This project aims to develop a probabilistic model for disambiguating abstract syntax trees in natural language through unsupervised parameter estimation methods using linguistic data for multiple languages. Applications include parsing abstract syntax trees in Grammatical Framework and using the disambiguated trees to extract word sense information and doing macine translations. Emphasis is put on developing a model that is as language independent as possible. The main approach involves using Expectation Maximization to estimate parameters using data from UD-treebanks and automatically parsed UD-trees from various text corpora.

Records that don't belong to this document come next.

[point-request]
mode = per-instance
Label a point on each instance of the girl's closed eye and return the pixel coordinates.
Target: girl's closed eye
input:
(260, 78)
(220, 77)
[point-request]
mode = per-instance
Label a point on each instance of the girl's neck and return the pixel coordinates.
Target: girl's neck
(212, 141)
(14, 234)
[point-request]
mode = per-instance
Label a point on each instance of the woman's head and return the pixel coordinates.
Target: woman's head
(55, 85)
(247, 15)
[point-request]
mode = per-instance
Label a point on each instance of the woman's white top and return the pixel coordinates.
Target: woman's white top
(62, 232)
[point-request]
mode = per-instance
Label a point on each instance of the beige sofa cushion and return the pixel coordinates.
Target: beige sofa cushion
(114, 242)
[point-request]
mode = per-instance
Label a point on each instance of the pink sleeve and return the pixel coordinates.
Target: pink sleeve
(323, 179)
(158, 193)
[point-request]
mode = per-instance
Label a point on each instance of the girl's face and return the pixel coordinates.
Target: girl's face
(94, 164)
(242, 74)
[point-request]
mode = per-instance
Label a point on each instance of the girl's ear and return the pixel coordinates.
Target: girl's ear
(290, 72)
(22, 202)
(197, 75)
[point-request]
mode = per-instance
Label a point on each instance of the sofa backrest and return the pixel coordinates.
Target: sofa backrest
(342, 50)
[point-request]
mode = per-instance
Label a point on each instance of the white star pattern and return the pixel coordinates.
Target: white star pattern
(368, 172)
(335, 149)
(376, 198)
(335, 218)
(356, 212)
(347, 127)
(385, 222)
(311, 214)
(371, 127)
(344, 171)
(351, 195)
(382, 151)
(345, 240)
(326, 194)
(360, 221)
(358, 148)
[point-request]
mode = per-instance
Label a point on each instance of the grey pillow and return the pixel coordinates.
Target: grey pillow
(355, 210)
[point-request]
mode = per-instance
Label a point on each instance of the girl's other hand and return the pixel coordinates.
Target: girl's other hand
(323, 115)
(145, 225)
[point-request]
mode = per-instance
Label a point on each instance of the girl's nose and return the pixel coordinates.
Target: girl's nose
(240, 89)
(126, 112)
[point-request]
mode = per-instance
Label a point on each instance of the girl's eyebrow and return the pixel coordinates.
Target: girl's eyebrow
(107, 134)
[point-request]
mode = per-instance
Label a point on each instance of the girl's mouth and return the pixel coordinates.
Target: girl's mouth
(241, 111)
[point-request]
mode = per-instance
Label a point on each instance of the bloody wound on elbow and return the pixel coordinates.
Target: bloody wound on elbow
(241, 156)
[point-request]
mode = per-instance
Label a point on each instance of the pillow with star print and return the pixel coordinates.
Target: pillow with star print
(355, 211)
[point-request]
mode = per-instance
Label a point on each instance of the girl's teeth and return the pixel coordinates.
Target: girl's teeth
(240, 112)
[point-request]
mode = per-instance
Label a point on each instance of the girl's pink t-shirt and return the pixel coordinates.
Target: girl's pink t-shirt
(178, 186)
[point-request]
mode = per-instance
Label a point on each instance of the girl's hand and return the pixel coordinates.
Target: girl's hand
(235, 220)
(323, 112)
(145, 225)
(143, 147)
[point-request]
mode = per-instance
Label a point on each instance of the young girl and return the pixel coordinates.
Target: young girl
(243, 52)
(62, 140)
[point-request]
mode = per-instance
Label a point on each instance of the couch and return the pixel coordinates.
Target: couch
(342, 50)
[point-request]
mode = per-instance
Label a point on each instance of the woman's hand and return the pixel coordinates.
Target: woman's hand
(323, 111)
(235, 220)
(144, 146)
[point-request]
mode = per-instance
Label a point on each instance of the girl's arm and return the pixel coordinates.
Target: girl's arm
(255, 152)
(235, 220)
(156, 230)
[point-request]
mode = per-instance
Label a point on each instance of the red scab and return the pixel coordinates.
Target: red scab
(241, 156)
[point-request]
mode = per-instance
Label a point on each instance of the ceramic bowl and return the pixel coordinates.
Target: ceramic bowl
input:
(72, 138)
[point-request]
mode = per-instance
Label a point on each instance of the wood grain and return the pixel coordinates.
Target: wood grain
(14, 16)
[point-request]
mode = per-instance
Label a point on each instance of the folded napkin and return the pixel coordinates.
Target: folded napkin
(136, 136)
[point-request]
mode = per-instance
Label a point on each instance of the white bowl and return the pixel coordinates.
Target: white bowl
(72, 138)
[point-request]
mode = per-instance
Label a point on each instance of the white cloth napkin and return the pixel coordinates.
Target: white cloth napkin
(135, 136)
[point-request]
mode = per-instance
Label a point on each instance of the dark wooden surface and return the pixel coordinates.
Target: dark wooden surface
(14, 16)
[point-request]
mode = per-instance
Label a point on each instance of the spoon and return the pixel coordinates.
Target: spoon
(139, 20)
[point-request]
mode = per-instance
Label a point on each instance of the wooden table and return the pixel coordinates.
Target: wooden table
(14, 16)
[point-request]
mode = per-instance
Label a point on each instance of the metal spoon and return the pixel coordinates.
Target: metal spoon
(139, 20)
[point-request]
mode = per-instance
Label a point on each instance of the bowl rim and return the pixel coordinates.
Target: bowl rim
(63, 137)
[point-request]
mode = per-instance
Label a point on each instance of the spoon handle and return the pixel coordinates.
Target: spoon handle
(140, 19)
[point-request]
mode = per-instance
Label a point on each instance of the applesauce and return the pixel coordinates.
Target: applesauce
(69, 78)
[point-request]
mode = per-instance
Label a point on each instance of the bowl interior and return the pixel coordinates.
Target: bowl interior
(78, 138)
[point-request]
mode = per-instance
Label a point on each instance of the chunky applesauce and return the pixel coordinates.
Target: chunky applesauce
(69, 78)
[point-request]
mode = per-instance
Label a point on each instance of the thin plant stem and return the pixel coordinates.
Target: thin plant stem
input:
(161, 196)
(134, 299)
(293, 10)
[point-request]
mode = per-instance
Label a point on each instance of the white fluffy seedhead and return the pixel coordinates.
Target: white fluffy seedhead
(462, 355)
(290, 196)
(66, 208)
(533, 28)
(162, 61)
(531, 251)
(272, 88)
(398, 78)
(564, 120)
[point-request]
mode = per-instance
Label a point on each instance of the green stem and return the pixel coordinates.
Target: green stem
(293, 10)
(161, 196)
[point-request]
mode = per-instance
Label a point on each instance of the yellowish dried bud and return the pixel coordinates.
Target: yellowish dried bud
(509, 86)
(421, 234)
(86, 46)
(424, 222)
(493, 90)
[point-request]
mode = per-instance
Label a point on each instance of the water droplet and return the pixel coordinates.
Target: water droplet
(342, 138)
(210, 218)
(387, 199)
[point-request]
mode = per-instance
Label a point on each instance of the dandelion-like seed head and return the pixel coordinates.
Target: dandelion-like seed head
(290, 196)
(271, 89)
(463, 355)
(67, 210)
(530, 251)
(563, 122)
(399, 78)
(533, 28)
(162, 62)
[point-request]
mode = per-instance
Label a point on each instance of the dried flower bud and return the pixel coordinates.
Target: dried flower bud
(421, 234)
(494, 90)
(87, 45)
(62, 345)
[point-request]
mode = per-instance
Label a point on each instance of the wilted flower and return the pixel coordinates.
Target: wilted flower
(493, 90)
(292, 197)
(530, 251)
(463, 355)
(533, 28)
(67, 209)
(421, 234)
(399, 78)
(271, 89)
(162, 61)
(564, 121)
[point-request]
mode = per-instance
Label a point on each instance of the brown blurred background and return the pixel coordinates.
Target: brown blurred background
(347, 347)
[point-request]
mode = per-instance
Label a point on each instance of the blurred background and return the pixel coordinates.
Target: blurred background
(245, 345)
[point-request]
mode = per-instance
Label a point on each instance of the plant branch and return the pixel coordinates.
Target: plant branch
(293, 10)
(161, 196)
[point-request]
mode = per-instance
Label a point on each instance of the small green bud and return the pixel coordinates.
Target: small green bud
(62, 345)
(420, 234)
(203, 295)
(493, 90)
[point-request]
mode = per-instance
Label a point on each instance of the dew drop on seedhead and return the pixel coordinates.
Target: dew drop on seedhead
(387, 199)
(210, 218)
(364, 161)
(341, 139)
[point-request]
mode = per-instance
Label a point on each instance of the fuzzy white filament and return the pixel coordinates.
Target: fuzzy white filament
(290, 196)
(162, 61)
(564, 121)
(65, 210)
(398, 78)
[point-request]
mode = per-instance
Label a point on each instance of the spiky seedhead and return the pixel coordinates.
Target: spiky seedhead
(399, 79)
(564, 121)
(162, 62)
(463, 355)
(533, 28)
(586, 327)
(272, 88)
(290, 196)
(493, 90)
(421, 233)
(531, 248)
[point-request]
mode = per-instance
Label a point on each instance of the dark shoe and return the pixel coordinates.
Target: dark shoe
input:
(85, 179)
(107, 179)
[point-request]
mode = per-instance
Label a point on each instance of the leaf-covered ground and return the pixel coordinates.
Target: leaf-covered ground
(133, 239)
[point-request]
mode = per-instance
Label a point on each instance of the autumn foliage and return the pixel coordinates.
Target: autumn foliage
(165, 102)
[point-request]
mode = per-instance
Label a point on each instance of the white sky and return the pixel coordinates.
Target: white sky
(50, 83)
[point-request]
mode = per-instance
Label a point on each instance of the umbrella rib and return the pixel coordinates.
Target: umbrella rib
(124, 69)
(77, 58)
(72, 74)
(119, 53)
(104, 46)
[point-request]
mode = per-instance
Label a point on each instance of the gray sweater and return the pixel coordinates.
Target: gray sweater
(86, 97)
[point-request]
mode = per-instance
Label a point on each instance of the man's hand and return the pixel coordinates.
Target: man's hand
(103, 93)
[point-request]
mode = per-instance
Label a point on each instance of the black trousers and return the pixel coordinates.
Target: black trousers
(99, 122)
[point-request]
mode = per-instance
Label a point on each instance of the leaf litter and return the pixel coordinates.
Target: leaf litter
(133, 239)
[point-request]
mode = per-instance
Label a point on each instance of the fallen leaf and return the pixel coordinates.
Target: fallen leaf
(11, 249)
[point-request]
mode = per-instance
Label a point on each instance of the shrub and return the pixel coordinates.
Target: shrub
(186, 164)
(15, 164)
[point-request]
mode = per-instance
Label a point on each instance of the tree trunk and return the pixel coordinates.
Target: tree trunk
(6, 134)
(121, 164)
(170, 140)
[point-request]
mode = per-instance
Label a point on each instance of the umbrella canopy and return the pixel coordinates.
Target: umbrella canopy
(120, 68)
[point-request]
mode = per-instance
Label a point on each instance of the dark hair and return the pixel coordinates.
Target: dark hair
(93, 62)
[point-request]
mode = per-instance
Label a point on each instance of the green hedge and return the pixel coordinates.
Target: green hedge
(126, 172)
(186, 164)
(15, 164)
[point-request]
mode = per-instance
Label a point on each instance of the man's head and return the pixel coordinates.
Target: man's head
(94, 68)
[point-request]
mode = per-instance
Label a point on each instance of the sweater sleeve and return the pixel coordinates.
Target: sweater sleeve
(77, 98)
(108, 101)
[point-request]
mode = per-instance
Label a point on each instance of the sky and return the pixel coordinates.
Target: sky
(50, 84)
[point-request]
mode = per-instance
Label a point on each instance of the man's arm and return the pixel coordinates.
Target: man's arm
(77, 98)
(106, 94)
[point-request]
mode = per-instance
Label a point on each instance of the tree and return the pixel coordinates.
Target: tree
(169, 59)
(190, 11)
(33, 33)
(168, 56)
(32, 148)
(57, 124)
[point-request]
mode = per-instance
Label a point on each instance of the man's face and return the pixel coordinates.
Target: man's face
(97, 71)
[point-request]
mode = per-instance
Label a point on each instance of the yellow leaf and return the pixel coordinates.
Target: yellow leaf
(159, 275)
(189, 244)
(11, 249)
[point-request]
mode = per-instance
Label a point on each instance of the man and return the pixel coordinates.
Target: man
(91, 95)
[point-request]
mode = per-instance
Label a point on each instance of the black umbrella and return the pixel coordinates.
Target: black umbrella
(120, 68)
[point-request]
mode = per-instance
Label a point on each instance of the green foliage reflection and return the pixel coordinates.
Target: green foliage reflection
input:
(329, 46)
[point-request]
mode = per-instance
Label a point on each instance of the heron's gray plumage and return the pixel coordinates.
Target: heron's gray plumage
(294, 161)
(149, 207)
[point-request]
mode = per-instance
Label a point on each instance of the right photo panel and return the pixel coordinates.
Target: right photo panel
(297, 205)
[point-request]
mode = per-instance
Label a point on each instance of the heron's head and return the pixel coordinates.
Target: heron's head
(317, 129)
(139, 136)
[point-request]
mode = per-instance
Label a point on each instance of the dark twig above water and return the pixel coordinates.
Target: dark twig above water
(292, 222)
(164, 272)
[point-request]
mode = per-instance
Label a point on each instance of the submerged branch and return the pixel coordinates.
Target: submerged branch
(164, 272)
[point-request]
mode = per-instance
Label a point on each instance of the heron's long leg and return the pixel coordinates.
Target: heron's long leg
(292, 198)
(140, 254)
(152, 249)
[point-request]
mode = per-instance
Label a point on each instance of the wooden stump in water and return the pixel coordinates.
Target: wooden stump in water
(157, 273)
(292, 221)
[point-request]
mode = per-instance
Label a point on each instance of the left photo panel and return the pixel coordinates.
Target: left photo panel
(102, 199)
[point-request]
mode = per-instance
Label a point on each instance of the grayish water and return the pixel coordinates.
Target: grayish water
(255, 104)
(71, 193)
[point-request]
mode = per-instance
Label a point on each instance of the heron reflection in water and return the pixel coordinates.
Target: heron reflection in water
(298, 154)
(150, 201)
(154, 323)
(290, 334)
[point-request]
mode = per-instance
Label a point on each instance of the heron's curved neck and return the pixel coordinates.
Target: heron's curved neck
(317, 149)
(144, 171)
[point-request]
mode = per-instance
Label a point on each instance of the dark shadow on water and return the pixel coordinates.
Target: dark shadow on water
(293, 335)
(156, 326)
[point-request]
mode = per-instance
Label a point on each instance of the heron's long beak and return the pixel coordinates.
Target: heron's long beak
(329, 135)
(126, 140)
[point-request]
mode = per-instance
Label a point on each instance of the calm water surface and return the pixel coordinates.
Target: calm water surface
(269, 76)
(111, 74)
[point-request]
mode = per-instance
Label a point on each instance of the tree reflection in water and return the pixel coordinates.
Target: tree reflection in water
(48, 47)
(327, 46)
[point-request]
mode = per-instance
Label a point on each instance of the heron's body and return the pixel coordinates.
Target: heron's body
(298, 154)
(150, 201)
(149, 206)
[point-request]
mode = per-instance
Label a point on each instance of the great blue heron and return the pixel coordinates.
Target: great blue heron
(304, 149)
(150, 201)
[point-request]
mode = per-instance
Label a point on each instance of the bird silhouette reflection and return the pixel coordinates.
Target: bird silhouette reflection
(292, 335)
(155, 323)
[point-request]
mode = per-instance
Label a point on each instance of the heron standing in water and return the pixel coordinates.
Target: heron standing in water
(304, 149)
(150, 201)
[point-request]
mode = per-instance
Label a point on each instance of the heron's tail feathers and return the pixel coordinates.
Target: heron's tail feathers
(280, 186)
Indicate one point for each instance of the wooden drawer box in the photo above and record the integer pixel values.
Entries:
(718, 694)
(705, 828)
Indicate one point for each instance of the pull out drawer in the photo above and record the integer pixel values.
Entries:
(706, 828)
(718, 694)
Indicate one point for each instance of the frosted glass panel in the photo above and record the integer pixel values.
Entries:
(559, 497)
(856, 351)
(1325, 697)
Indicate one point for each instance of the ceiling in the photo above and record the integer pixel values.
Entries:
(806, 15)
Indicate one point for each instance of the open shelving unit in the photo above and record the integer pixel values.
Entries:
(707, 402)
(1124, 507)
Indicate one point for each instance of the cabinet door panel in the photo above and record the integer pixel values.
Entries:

- src - main script files for estimating probabilities
- evaluation - scripts for evaluation of estimated probabilities
- data/feature_counts/{name}/{lang} - raw syntactic n-gram data from (parsed) corpora
- data/possibility_dictionaries/{gf/wn}/{lang} - dictionaries describing possible latent representations for each vocabulary item, currently featuring gf based dictionaries and wordnet based dictionaries
To run the estimations you first need to preprocess data for the estimation by running src/make_all_em_data.sh, estimation can then be done by running src/run_em.sh. Depending on the type of probabilities you are intrested in you might want to add autoparsed data in the data/feature_counts/autoparsed directory and you might want to make a combined wordnet/GF possibility dictionary by running data/possibility_dictionaries/combine_gf_wn.sh.